Yes, Dungy has lived through all of that with Jesus. His life is even more public record than Pederson’s life or Foles’ life. But unless you take the time to dig into Dungy’s past, all you know is that he believes that Jesus helped Nick Foles play well in the Super Bowl.
You see, Christian, when each of us gets right down to it there are no gaps in the resumes of our walk with Jesus. Yes, we’ve seen some good times, but we’ve also seen some bad ones. We’ve had our highs, but we’ve also had our lows. Our walk is real, our experiences are real, our faith is real, our life is real, our mountains are real, our valleys are real, and our salvation is real. We’ve all had the full course of training. Therefore, what we must now work on is taking the time to do a more thorough job of explaining to non-believers not only the ups and ins of our faith but also the downs and outs of it.
The simple truth is that what we have with Jesus cannot be summed up in a quick sound bite or tweet. It’s not something that only works when things are going great for us. Limiting it like that cheapens it and makes it come off sounding cheesy to skeptics. That’s why we mustn’t be afraid to bear our soul as Job did and admit that sometimes the Lord gives and other times He takes away (Job 1:21).
This, understandably, is the Jesus that a hurting world needs to hear about. This is the Jesus who knows how to minister to the losers, not just the winners.

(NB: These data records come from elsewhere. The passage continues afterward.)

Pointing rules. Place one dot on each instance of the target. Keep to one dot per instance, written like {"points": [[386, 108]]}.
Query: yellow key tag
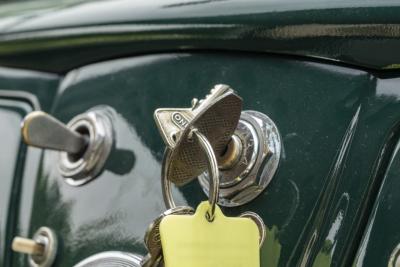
{"points": [[193, 241]]}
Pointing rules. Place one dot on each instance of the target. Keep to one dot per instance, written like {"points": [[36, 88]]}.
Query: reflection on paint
{"points": [[271, 250], [324, 256]]}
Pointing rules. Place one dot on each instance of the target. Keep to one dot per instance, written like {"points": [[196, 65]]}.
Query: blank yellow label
{"points": [[192, 241]]}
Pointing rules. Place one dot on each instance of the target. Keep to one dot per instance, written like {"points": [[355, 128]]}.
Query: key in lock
{"points": [[247, 145], [216, 117]]}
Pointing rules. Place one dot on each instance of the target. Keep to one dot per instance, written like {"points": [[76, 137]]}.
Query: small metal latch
{"points": [[84, 144], [42, 248], [247, 145]]}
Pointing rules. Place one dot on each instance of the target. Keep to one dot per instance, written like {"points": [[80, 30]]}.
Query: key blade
{"points": [[41, 130], [171, 122], [216, 118]]}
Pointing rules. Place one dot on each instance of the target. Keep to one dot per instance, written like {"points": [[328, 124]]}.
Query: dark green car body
{"points": [[326, 72]]}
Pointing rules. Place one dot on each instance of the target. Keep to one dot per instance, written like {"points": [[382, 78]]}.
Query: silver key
{"points": [[152, 238], [216, 117], [259, 222]]}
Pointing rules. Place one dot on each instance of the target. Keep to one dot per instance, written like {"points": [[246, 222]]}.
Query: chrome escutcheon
{"points": [[256, 164]]}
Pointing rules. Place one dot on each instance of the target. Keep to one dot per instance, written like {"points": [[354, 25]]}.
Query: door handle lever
{"points": [[39, 129]]}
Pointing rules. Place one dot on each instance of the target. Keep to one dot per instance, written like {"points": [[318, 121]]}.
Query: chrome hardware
{"points": [[212, 167], [111, 258], [259, 222], [215, 117], [83, 144], [247, 147], [41, 130], [97, 125], [258, 162], [42, 248], [152, 238]]}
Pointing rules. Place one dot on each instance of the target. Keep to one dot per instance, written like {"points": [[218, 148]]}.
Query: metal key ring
{"points": [[212, 170]]}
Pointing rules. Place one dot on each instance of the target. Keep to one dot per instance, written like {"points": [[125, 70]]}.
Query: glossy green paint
{"points": [[11, 161], [63, 35], [338, 126], [20, 92], [382, 235]]}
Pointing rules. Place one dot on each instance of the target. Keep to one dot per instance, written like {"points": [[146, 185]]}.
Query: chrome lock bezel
{"points": [[259, 160], [97, 123], [48, 238]]}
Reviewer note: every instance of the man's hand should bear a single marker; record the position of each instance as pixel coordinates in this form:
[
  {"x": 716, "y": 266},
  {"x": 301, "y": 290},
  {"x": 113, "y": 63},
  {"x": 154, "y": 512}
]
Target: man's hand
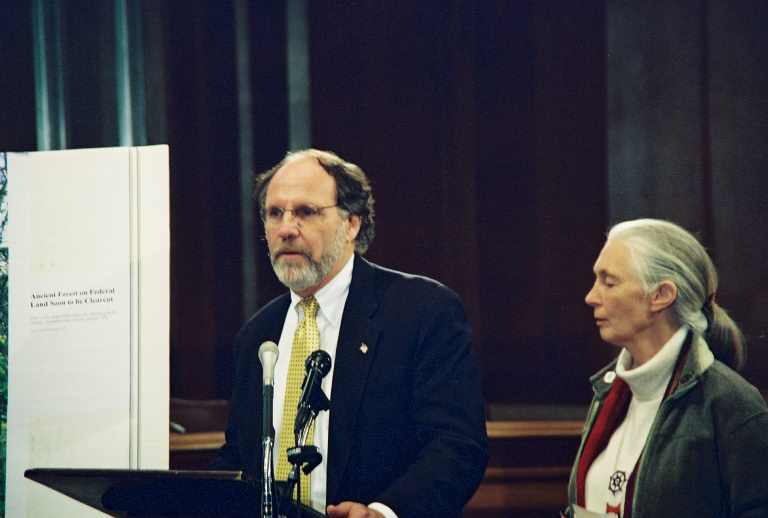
[{"x": 352, "y": 510}]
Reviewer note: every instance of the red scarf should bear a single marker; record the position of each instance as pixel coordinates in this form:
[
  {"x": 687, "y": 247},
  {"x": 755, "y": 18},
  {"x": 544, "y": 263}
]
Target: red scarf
[{"x": 610, "y": 417}]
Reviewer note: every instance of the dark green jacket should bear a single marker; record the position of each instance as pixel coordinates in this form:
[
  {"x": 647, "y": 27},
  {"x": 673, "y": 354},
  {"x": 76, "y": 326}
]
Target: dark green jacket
[{"x": 707, "y": 451}]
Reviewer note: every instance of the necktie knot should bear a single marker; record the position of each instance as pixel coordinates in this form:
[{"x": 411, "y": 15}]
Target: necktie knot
[{"x": 310, "y": 306}]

This is the Jesus who can relate to life’s soul-crushing experiences because He himself was despised, rejected, spit upon, scourged, and nailed to a cross.
This Jesus is not a cosmic Santa Claus. He’s not a spiritual sugar daddy. He’s not a genie in a prayer. He’s the one who wants to help you lay up treasure in heaven as opposed to laying it up in this life. He’s the one who understands that before He can bring His exquisite good out of the bad, He must first let you go through the bad. He’s the one who knows that human nature is such that we are far better equipped to learn from hard times than we are easy times.
Summing things up, this is the Jesus of the days, weeks, months, years, and even decades when the victory doesn’t come. This is the Jesus who walks in when everybody else walks out. This is the Jesus who abides when others abandon. This is the Jesus of the Bible. This is the Jesus who is right now seated at the right hand of God the Father in heaven. This is the Jesus we all need, whether we ever acknowledge that need and believe in Him or not.